Anticholinergic (AC) medication use is considered a risk factor for cognitive impairment and deterioration in the general population; yet, this has not been examined in Down syndrome (DS), a disorder with high dementia rates.

METHODS

Family members of 108 young adults with DS (18–39 years) reported on their loved one's medication use, executive function, and changes in cognition and behavior using a dementia screener.

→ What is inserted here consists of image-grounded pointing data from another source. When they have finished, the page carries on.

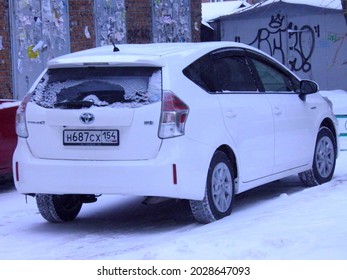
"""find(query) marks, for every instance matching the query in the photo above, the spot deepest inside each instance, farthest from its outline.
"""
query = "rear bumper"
(179, 171)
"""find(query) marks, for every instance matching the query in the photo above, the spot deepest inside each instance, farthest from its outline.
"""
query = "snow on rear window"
(114, 87)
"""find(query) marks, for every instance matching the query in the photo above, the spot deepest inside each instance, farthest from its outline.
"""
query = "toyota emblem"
(87, 118)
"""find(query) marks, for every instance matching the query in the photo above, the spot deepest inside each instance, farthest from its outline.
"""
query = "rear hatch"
(96, 113)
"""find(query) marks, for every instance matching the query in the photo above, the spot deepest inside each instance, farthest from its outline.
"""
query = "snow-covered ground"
(278, 221)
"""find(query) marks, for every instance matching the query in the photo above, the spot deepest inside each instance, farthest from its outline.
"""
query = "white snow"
(330, 4)
(9, 104)
(214, 10)
(278, 221)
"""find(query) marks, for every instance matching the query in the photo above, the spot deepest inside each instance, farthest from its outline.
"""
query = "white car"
(194, 121)
(339, 101)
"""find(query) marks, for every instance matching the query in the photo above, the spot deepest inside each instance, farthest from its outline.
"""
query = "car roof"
(154, 54)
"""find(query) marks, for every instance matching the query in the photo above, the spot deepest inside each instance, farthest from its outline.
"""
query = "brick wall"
(138, 21)
(81, 16)
(196, 19)
(5, 52)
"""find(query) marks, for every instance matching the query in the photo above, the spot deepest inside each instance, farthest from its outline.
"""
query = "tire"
(324, 160)
(219, 192)
(58, 208)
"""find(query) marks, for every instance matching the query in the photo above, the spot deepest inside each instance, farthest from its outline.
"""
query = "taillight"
(21, 127)
(174, 115)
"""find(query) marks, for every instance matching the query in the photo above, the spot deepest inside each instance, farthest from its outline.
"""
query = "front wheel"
(219, 193)
(58, 208)
(324, 160)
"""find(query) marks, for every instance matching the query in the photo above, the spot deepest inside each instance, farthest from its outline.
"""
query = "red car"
(8, 137)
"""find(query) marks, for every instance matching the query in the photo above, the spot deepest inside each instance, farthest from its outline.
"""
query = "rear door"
(96, 113)
(247, 114)
(294, 118)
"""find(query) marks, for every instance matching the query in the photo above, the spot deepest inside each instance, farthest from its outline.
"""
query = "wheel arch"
(328, 123)
(232, 157)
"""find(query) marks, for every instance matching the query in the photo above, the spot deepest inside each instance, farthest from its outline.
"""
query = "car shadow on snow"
(261, 194)
(126, 215)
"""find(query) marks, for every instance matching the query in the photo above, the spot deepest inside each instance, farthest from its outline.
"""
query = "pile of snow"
(213, 10)
(9, 104)
(278, 221)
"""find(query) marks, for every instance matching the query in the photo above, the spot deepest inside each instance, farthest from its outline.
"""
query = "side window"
(201, 73)
(233, 74)
(273, 79)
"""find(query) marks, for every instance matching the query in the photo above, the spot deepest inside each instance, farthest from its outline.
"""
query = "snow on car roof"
(153, 54)
(329, 4)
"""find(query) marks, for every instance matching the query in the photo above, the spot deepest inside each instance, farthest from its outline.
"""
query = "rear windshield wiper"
(74, 104)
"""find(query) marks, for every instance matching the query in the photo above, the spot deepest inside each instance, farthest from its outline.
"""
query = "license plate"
(91, 137)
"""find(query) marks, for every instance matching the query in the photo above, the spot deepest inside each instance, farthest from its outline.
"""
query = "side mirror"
(307, 87)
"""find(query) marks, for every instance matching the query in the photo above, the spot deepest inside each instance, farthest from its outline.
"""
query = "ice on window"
(114, 87)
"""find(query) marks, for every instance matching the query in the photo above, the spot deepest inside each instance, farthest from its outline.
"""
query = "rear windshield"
(74, 88)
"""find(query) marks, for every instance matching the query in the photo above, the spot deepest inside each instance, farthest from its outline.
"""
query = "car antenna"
(115, 49)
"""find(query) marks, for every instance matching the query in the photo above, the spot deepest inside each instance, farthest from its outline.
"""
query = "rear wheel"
(58, 208)
(324, 160)
(219, 194)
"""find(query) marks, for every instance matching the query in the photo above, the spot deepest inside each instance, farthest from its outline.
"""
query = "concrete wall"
(138, 22)
(311, 41)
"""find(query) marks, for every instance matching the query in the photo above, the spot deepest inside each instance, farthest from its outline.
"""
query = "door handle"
(231, 114)
(277, 111)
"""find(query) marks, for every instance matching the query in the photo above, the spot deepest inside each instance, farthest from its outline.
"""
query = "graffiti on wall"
(40, 32)
(301, 42)
(171, 21)
(110, 22)
(39, 28)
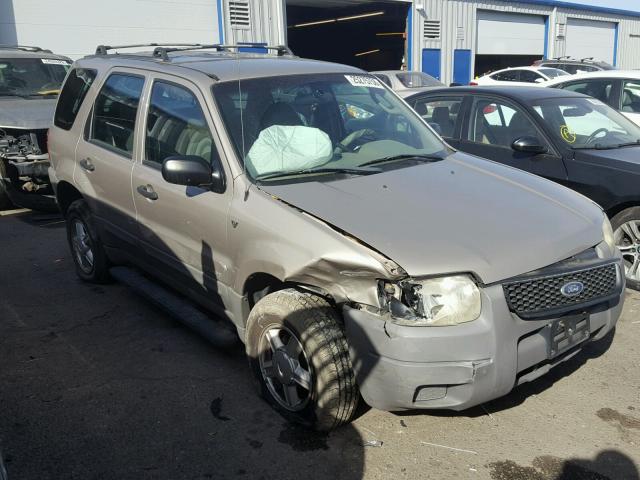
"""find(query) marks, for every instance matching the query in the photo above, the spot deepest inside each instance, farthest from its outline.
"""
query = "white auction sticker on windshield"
(364, 81)
(51, 61)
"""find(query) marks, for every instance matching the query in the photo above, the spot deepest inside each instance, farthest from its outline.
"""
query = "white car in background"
(620, 89)
(520, 76)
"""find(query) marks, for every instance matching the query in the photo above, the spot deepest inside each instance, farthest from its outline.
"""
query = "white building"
(452, 39)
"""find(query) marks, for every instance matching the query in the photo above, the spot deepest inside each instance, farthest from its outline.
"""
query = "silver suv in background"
(352, 255)
(30, 81)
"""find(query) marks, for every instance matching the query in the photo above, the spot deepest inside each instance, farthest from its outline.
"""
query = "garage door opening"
(508, 40)
(368, 35)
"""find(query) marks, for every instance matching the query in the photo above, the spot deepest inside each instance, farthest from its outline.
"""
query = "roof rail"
(26, 48)
(162, 50)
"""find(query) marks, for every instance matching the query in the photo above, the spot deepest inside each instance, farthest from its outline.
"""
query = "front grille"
(541, 295)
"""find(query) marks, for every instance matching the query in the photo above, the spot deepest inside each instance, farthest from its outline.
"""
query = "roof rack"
(162, 50)
(25, 48)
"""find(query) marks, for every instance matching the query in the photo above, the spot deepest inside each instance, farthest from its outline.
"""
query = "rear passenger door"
(106, 153)
(492, 127)
(443, 113)
(183, 230)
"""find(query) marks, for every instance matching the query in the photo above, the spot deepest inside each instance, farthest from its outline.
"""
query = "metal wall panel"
(459, 28)
(68, 29)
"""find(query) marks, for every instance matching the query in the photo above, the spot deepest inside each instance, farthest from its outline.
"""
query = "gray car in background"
(407, 83)
(30, 81)
(352, 254)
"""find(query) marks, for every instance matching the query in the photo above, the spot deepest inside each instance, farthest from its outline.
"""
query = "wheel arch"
(66, 194)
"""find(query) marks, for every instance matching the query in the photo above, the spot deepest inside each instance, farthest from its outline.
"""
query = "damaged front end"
(23, 164)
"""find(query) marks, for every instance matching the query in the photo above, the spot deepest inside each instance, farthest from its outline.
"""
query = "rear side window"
(75, 89)
(114, 113)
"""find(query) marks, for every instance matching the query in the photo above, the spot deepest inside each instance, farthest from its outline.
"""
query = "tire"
(322, 352)
(84, 242)
(5, 201)
(626, 232)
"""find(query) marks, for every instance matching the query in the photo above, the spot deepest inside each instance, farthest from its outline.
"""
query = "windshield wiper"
(406, 156)
(313, 171)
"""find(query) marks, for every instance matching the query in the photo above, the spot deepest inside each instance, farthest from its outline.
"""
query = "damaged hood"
(461, 214)
(31, 114)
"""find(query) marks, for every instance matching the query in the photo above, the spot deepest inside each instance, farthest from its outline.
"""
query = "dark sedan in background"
(567, 137)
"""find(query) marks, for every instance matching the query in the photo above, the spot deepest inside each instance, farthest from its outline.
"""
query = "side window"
(631, 96)
(176, 125)
(442, 112)
(508, 76)
(114, 113)
(597, 88)
(73, 93)
(497, 123)
(384, 79)
(530, 76)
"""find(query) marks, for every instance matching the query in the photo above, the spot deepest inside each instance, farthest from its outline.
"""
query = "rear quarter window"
(73, 94)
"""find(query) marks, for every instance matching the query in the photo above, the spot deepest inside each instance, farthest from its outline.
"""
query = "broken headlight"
(432, 302)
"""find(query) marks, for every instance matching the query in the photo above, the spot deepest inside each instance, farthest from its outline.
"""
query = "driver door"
(491, 128)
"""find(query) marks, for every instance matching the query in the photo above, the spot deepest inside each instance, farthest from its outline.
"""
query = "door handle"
(86, 164)
(147, 191)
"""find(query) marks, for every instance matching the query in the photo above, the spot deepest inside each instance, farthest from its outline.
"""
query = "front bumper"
(457, 367)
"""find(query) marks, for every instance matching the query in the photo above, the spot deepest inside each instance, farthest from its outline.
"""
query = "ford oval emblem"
(571, 289)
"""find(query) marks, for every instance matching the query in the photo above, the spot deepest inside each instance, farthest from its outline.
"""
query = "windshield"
(32, 76)
(552, 72)
(417, 80)
(587, 123)
(326, 124)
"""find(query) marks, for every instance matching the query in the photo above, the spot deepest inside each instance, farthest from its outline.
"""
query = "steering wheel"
(594, 135)
(356, 139)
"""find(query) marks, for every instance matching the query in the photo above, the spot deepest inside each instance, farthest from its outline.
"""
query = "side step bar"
(179, 308)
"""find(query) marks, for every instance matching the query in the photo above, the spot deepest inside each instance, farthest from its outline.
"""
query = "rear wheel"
(5, 201)
(626, 233)
(300, 359)
(88, 253)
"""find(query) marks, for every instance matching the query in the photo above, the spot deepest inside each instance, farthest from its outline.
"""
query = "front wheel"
(626, 233)
(92, 264)
(299, 356)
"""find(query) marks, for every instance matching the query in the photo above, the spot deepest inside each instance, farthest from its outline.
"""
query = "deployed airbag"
(283, 148)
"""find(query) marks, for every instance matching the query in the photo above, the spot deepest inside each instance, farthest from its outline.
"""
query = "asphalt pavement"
(95, 383)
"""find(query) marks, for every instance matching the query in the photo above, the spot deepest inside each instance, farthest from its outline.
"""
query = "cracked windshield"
(308, 125)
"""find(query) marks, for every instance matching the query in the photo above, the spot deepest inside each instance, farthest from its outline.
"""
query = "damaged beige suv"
(352, 250)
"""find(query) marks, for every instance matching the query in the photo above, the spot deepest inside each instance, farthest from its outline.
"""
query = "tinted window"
(631, 96)
(417, 80)
(508, 76)
(75, 89)
(114, 113)
(176, 125)
(32, 76)
(442, 112)
(497, 123)
(597, 88)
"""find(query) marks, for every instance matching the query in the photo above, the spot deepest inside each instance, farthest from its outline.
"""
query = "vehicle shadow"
(608, 465)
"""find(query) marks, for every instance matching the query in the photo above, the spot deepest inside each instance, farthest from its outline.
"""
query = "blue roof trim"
(588, 8)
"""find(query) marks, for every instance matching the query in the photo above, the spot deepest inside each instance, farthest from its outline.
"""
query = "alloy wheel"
(82, 246)
(627, 239)
(285, 368)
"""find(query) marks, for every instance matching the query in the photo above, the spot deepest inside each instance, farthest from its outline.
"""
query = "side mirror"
(529, 144)
(436, 127)
(192, 171)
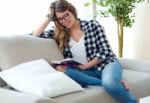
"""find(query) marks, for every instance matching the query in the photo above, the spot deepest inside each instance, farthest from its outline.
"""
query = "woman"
(85, 42)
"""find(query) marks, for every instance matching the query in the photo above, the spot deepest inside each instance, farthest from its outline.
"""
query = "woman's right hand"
(61, 68)
(40, 29)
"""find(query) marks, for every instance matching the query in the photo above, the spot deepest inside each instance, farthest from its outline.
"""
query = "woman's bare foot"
(126, 86)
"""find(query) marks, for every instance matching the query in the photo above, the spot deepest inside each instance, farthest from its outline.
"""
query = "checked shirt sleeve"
(47, 34)
(104, 50)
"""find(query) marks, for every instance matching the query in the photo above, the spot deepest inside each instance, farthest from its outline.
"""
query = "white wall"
(22, 16)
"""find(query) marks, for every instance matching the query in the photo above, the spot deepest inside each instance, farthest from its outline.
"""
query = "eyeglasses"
(64, 18)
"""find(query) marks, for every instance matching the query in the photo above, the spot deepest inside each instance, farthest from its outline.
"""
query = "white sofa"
(18, 49)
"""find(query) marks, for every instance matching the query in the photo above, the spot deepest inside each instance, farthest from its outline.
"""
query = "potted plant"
(121, 10)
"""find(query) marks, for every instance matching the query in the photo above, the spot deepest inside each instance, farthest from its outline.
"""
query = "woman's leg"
(81, 77)
(111, 81)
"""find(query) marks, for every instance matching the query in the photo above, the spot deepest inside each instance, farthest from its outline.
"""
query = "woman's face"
(66, 18)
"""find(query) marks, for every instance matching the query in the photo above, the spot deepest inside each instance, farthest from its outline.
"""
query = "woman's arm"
(40, 29)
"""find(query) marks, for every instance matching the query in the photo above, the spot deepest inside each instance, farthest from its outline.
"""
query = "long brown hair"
(61, 33)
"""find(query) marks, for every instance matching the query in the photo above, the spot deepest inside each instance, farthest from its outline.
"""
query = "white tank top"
(78, 50)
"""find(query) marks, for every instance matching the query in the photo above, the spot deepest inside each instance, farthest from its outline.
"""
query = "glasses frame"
(65, 17)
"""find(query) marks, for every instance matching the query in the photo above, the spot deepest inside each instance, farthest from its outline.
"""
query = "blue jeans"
(109, 78)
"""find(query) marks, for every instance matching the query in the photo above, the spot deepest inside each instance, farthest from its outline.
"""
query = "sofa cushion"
(2, 82)
(8, 96)
(39, 78)
(138, 81)
(22, 48)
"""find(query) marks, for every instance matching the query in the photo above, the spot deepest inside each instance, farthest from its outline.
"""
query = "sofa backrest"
(23, 48)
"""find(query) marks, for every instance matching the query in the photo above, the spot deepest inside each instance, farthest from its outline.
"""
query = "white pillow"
(38, 77)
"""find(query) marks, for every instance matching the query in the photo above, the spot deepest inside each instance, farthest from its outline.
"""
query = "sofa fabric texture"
(19, 49)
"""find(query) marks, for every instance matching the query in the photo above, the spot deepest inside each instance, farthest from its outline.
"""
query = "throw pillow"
(38, 77)
(22, 48)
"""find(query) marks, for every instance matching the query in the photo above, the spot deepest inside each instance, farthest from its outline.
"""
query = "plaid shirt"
(96, 43)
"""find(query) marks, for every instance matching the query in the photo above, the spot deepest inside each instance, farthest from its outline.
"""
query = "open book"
(66, 62)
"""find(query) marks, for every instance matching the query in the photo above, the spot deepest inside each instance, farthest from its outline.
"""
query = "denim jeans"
(109, 78)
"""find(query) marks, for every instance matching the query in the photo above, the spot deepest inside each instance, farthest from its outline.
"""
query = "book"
(66, 62)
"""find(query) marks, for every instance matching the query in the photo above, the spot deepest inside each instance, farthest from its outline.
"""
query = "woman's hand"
(82, 67)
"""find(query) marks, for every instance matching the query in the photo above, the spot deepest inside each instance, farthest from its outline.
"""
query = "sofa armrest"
(9, 96)
(136, 65)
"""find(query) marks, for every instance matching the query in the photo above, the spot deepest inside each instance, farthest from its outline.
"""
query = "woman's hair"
(61, 33)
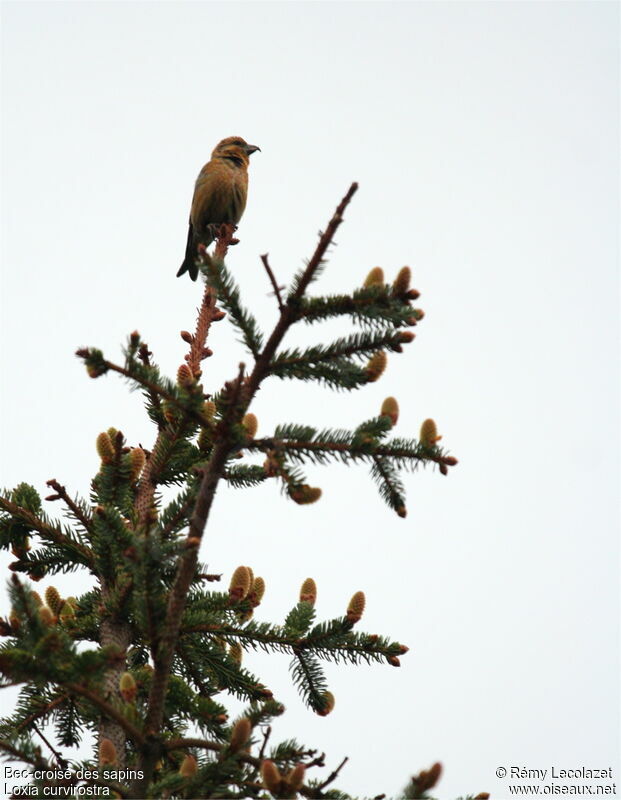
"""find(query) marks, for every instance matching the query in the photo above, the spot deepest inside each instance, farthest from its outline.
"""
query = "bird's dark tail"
(189, 262)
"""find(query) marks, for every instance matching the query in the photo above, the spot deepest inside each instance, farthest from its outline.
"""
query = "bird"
(220, 194)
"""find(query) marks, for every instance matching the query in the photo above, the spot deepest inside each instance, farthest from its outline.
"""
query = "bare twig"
(333, 775)
(276, 287)
(62, 763)
(266, 735)
(71, 504)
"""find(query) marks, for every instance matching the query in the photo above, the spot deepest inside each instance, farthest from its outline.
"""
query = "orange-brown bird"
(220, 196)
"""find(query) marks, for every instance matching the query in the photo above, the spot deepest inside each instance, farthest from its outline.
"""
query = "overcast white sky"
(484, 137)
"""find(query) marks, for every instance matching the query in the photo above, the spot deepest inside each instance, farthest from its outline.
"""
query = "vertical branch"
(242, 392)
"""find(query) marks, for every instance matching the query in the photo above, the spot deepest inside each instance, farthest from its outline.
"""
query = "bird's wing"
(190, 255)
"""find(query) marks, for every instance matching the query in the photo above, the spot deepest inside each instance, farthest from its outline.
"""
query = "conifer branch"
(75, 509)
(185, 574)
(271, 276)
(49, 532)
(333, 775)
(108, 710)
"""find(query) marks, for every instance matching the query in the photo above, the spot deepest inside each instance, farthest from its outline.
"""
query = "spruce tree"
(146, 659)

Medications were coded for their AC potency using the CRIDECO Anticholinergic Load Scale (CALS).

RESULTS

Forty percent of the sample was taking at least one medication with a CALS AC potency of ≥1. These individuals were reported to have greater executive function difficulties and more changes in cognition/behavior relative to those not taking AC medications.

DISCUSSION

AC medication use may represent a modifiable risk factor for cognitive deterioration in adults with DS; more research on this topic, particularly with older adults with DS, is needed.

Highlights

  • Identifying modifiable risk factors for dementia in Down syndrome (DS) is critical.
  • A risk factor studied in the general population is anticholinergic (AC) medication.
  • This risk factor has not been studied in DS, a high-risk group.
  • AC medication use was associated with everyday cognitive challenges in young adults with DS.
  • Longitudinal studies across adulthood, including older adults with DS, are needed.

Abstract Image

唐氏综合征的抗胆碱能、执行功能和认知/行为改变。
简介:抗胆碱能(AC)药物的使用被认为是普通人群认知功能障碍和恶化的危险因素;然而,这还没有在唐氏综合症(DS)中进行研究,唐氏综合症是一种高痴呆率的疾病。方法:108名年轻成年DS患者(18-39岁)的家庭成员通过痴呆筛查报告了他们所爱的人的药物使用、执行功能以及认知和行为的变化。使用CRIDECO抗胆碱能负荷量表(CALS)对药物的AC效价进行编码。结果:40%的样本至少服用一种CALS AC效价≥1的药物。据报道,与未服用AC药物的人相比,这些人有更大的执行功能困难和更多的认知/行为变化。讨论:AC药物的使用可能是成人退行性椎体滑移患者认知退化的一个可改变的危险因素;需要对这一主题进行更多的研究,特别是对老年退行性椎体滑移患者的研究。重点:确定唐氏综合征(DS)痴呆可改变的危险因素至关重要。在一般人群中研究的一个危险因素是抗胆碱能(AC)药物。这一危险因素尚未在DS这一高危人群中进行研究。AC药物的使用与年轻退行性痴呆患者的日常认知障碍有关。需要对成人进行纵向研究,包括老年退行性椎体滑移患者。
本文章由计算机程序翻译,如有差异,请以英文原文为准。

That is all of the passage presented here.